Graciela Pogolotti*Crítica de arte, prestigiosa ensayista y destacada intelectual cubana, promotora de las Artes Plásticas Cubanas. Presidenta del Consejo Asesor del Ministro de Cultura, Vicepresidenta de la Unión de Escritores y Artistas de Cuba. Miembro de la Academia Cubana de la Lengua.

Hija de uno de los íconos de la vanguardia artística de la primera mitad del siglo XX, Marcelo Pogolotti y de madre rusa. Nació en París en 1931 pero desde niña vivió en Cuba. Ser cubana, para ella, es una misión y un estado de gracia.

Es una de las más dispuestas y necesarias consejeras y asesoras de cuanto proyecto útil pueda favorecer la trama cultural de la nación. Esa vocación participativa se expresa también en las pequeñas cosas de la vida. Gusta de la conversación amena, de la música popular y no le gusta perder el hilo de una telenovela, nunca cierra las puertas a quien la procura.

A los siete años ya estaba en la capital cubana, donde estudia hasta graduarse como Doctora en Filosofía y Letras en la Universidad de La Habana. Cursó estudios de postgrado en La Sorbona, durante un año, estudió Literatura Francesa Contemporánea. Al regresar a Cuba, matriculó en la Escuela Profesional de Periodismo Manuel Márquez Sterling, donde alcanzó otro título.

Ha escrito numerosos ensayos, pero tan fundamental como su obra escrita ha sido su enorme labor en la docencia y la promoción de la cultura. Desde la cátedra de la Universidad de la Habana, a las investigaciones socioculturales vinculadas a los primeros pasos del Grupo Teatro Escambray, desde la formación de teatristas en el Instituto Superior de Arte, hasta la vicepresidencia de la Unión de Escritores y Artistas de Cuba, desde la Biblioteca Nacional, hasta la presidencia de la Fundación Alejo Carpentier.

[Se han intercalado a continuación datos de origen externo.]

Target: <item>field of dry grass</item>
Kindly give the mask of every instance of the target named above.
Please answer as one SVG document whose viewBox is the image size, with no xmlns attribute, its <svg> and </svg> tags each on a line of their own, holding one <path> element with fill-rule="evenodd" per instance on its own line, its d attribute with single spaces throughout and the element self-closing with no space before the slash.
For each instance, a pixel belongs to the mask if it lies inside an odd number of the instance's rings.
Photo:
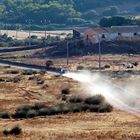
<svg viewBox="0 0 140 140">
<path fill-rule="evenodd" d="M 104 64 L 116 64 L 121 61 L 132 61 L 128 56 L 103 56 Z M 71 58 L 69 68 L 77 65 L 97 66 L 97 56 Z M 113 59 L 114 58 L 114 59 Z M 110 61 L 109 61 L 110 60 Z M 113 60 L 113 61 L 112 61 Z M 25 61 L 25 60 L 24 60 Z M 43 60 L 42 60 L 43 61 Z M 136 56 L 133 61 L 139 61 Z M 56 66 L 65 66 L 65 59 L 54 60 Z M 75 63 L 77 62 L 77 63 Z M 80 64 L 81 63 L 81 64 Z M 88 64 L 89 63 L 89 64 Z M 137 68 L 139 69 L 139 67 Z M 22 69 L 7 68 L 0 66 L 0 78 L 18 77 L 18 83 L 0 83 L 0 112 L 14 113 L 16 108 L 24 104 L 45 103 L 53 105 L 60 102 L 60 94 L 63 88 L 70 88 L 72 95 L 81 95 L 82 91 L 78 82 L 65 77 L 50 74 L 36 74 L 33 77 L 45 81 L 38 85 L 36 80 L 29 80 L 29 77 L 19 74 L 7 74 L 6 71 Z M 136 76 L 137 77 L 137 76 Z M 122 80 L 122 79 L 121 79 Z M 19 136 L 3 135 L 3 130 L 10 129 L 15 125 L 22 128 Z M 1 140 L 139 140 L 140 139 L 140 118 L 127 112 L 114 109 L 111 113 L 69 113 L 48 117 L 36 117 L 34 119 L 0 119 Z"/>
<path fill-rule="evenodd" d="M 65 38 L 70 33 L 72 33 L 71 30 L 47 31 L 47 35 L 60 36 L 61 38 Z M 9 37 L 17 37 L 17 39 L 25 39 L 29 36 L 29 31 L 1 30 L 1 34 L 8 34 Z M 45 31 L 31 31 L 31 35 L 35 35 L 38 38 L 43 38 L 45 36 Z"/>
</svg>

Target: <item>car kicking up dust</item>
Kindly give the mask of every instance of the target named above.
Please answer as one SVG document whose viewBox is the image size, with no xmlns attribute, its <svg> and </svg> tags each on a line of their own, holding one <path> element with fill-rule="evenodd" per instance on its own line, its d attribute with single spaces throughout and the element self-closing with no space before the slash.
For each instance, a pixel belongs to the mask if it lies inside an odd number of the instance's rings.
<svg viewBox="0 0 140 140">
<path fill-rule="evenodd" d="M 139 80 L 127 79 L 121 84 L 114 84 L 107 76 L 89 72 L 68 72 L 63 76 L 79 81 L 89 96 L 101 94 L 115 108 L 140 116 L 140 88 L 137 84 Z"/>
</svg>

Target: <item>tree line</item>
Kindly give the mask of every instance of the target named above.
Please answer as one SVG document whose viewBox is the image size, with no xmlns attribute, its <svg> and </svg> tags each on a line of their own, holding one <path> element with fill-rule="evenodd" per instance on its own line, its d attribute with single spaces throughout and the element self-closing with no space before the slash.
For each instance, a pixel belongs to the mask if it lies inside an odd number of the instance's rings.
<svg viewBox="0 0 140 140">
<path fill-rule="evenodd" d="M 139 0 L 1 0 L 0 21 L 56 27 L 98 26 L 104 16 L 118 15 L 118 5 L 134 2 Z M 136 7 L 136 11 L 139 9 Z"/>
</svg>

Al Triunfo de la revolución se encontraba en Italia desde fines de 1958, se hallaba en una beca, residiendo en Roma por lo que aprovecho también para atender su salud. Al saber la noticia del derrocamiento de la dictadura se presento junto a otras personas que vivían en Roma en la sede de la Embajada a ocuparla. De regreso a la isla tuvo pasó por París hasta que finalmente llagó a Madrid, donde el Gobierno Revolucionario situó aviones para facilitar el regreso de los cubanos en Europa. Durante el vuelo conoció a Fayad Jamis, que ya era poeta y pintor distinguido pese a su juventud. Al llegar a La Habana observo una euforia generalizada, los rebeldes estaban en la terminal aérea.